Now, in his response to my critique, Bernardo Kastrup writes:
... I should make one thing absolutely clear about me: I am not here to accommodate sensitivities; I'm not here to collect a large audience by catering to the inclinations of the highest possible number of people; I'm not here to find compromises that give everyone a warm and fuzzy feeling. My commitment is to truth, and truth alone, whatever the cost. [his emphasis]

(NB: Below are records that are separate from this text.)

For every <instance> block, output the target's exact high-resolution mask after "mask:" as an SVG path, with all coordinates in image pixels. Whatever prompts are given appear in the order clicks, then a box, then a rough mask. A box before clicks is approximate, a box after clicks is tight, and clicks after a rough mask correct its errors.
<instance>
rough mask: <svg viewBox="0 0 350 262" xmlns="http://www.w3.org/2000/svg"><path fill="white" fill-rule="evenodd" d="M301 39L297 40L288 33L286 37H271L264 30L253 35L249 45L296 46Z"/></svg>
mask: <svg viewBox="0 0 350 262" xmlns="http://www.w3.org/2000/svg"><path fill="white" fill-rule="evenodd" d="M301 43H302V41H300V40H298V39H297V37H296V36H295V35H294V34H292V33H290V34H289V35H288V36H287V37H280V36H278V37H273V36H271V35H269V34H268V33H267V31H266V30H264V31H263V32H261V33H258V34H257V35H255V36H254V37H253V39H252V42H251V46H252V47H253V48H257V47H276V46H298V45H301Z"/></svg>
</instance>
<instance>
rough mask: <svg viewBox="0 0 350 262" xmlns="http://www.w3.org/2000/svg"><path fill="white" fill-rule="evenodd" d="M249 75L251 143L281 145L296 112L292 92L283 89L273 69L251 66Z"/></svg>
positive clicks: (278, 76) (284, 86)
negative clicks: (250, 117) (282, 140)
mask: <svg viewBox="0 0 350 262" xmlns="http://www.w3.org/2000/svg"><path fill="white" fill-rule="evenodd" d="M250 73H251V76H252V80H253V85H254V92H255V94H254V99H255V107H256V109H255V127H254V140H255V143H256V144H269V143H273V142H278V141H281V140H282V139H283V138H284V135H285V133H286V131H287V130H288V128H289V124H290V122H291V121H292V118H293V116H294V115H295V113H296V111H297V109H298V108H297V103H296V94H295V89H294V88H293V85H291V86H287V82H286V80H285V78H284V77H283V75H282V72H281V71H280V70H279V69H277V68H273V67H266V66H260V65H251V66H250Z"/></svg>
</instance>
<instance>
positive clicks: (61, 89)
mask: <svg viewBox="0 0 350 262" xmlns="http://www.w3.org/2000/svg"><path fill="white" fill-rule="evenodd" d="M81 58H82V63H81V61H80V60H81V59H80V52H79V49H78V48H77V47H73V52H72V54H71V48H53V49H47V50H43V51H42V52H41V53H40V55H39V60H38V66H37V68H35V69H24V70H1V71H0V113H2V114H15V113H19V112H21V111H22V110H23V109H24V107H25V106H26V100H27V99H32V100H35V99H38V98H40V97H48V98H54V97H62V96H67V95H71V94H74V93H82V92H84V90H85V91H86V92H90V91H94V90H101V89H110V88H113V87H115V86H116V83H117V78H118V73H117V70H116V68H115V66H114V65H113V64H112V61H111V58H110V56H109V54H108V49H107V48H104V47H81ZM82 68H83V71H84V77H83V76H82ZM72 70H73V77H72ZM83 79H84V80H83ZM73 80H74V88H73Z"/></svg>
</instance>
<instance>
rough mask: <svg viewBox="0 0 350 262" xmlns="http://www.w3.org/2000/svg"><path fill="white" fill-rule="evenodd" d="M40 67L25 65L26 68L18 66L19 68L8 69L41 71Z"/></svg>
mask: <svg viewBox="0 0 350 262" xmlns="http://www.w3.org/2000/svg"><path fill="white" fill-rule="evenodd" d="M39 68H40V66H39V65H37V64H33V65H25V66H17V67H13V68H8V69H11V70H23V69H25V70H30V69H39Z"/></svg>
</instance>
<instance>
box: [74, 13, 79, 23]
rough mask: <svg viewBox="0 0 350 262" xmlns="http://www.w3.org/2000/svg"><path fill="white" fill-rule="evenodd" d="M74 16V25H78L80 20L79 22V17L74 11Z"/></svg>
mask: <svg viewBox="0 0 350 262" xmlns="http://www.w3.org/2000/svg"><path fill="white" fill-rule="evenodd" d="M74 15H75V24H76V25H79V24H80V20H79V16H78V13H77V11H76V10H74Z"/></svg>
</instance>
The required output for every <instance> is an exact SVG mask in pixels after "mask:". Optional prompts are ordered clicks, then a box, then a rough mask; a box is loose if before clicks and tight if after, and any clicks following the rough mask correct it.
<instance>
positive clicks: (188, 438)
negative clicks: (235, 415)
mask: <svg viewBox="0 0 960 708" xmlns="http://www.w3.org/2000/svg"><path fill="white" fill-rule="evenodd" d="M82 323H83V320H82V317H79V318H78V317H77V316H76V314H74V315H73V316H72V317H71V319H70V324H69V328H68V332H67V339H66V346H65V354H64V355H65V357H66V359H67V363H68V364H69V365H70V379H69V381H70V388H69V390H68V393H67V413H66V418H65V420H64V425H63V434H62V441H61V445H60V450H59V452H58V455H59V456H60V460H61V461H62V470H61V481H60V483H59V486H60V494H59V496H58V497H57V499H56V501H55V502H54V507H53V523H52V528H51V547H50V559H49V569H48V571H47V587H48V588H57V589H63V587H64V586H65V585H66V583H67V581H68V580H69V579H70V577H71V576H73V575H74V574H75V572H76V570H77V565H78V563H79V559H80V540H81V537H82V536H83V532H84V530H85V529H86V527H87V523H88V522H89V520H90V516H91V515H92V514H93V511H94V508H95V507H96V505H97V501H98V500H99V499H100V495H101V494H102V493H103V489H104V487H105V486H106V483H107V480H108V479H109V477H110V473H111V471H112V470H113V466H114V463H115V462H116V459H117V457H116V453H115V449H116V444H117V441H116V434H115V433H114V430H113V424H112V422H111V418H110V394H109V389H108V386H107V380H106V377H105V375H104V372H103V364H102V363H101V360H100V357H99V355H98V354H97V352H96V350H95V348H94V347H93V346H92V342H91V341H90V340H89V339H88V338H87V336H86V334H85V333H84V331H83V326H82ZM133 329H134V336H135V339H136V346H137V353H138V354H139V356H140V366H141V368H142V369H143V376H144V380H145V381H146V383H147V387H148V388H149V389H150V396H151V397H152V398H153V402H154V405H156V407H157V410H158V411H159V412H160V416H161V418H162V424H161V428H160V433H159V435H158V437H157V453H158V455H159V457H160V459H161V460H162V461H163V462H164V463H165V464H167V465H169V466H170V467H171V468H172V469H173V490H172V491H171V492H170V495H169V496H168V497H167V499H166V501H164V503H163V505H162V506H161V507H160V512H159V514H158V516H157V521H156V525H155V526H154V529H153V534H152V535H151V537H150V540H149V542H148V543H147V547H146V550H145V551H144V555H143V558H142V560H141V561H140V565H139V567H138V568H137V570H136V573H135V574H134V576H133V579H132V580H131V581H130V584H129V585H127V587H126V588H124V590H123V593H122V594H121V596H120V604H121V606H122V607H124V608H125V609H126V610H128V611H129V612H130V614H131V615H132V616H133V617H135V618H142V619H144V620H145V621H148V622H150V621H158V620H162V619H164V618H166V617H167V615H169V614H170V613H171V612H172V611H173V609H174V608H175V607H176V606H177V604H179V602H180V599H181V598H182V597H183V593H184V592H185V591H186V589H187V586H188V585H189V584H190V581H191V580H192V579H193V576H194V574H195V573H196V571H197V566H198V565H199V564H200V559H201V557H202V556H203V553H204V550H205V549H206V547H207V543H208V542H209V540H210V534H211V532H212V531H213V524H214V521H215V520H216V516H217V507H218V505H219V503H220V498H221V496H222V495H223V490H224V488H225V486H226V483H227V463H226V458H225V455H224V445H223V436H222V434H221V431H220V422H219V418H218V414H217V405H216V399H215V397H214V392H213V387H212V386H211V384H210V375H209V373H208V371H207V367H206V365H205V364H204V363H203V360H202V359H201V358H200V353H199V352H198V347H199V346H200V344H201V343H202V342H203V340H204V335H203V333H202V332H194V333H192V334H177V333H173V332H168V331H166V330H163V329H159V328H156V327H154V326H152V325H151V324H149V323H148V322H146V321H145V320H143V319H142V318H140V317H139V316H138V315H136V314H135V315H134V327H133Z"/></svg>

If belief in the existence of a real external world is just an inference, as Kastrup insists, then it's a universal inference, an instinctive inference that every human being, even the most hardened idealist, has make to get by in reality. It's also very useful when it's time, say, to tell the difference between a real apple the thought of an apple. It's true that a handicap in this regard would have been a comfort to the children in the above photograph, who died in the famine Stalin inflicted on the Ukraine in the name of another abstraction. They could have had their fill of mental apples. But they still would have starved.
I realize this last paragraph is a caricature of Kastrup's thought. My point is that certain philosophies are so abstract, so divorced from the realities of embodied and ensouled experience, that they are only purchased at a high price. Buyer beware.
* Meaning, the first in a list of "implications and practical applications" of monistic idealism, given in answer to the title-question: "Does it matter whether all is in consciousness?"